However, KBW says Friends Provident’s board appears to have dropped its objections to the offshore tax structure and the incentives on offer to Resolution management.
It is thought the Government’s ongoing criticisms of tax havens could make it reluctant to sell parts of Lloyds, which is 70 per cent owned by the taxpayer, into the Resolution structure and the incentives for Resolution management might also create public relations difficulties for the Government.
In a research note on the Resolution/Friends Provident deal, KBW says that as pressure was effectively exerted on the Friends board by joint shareholders of the two firms, this may not be as easy in future bids for other firms.

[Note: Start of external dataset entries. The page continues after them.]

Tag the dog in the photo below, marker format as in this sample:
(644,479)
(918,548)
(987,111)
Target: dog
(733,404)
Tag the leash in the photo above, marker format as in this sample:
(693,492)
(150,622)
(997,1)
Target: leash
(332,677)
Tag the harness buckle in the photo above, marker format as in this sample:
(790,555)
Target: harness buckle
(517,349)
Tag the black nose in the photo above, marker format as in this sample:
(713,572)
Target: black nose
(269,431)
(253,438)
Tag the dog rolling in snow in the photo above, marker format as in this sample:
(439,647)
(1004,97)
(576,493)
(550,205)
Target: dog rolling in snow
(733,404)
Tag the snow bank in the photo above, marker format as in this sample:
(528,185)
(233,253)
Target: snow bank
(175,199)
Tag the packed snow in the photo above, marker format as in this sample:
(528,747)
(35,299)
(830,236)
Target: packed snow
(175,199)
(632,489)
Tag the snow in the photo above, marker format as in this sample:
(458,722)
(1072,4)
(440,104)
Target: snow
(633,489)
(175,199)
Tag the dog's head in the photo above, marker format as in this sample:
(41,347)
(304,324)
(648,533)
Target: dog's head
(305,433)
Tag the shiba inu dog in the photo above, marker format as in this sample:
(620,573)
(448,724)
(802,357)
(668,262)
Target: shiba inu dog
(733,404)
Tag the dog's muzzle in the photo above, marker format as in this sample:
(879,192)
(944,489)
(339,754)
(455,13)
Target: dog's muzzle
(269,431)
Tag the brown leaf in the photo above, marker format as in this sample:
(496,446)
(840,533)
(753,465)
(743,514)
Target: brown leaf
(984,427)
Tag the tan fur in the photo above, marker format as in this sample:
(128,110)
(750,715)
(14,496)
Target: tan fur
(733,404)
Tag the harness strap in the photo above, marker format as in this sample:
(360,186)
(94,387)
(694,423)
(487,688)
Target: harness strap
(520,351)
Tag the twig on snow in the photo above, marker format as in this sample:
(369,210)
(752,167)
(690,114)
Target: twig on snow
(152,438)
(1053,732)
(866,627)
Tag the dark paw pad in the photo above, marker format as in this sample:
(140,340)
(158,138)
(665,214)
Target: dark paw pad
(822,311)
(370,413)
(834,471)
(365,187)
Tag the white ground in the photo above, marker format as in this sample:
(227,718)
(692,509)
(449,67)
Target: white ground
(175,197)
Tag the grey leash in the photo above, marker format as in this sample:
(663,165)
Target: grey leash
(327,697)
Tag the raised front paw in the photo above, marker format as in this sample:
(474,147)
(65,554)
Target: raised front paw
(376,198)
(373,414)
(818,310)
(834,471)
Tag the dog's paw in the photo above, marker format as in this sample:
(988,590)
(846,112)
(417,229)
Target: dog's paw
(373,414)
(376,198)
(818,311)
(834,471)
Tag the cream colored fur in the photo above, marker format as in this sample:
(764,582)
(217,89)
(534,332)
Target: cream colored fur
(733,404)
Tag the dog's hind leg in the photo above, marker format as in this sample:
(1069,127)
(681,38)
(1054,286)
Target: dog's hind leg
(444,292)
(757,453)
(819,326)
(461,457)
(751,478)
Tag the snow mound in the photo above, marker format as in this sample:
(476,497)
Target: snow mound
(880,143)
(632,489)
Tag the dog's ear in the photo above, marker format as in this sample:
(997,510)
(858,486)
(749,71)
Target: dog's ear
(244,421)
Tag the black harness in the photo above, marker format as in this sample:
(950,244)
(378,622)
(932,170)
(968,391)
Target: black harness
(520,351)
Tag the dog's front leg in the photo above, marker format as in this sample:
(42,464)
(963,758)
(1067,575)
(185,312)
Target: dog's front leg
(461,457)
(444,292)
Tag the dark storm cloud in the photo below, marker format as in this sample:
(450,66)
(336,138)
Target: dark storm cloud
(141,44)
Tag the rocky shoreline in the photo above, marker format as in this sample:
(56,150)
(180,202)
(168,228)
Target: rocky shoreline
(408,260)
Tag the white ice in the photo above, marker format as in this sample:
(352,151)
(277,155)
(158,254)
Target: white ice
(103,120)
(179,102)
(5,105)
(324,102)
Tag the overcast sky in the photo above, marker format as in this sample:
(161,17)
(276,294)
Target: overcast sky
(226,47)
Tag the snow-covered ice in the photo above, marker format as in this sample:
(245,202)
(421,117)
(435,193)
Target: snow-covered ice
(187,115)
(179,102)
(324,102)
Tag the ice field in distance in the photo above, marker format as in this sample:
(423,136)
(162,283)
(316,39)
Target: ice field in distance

It says Standard Life and Legal & General are likely to be “reluctant brides”, while Aviva and Prudential value their UK arms as “cash cows”.
KBW says the “deal economics” of the Resolution/Friends deal have not improved materially from the previous offer.
It says: “Contrary to our expectation the proposal for Resolution to buy Friends Provident now appears likely to go through at largely unchanged terms versus when the Friends board rejected it before.
“The board appears to have come under pressure from the circa 30 per cent of shareholders who have stakes in both groups.
“Importantly the Friends board has dropped its objections to the offshore tax structure and the ’10 per cent of upside risk free rate’ incentive that Resolution management gets.”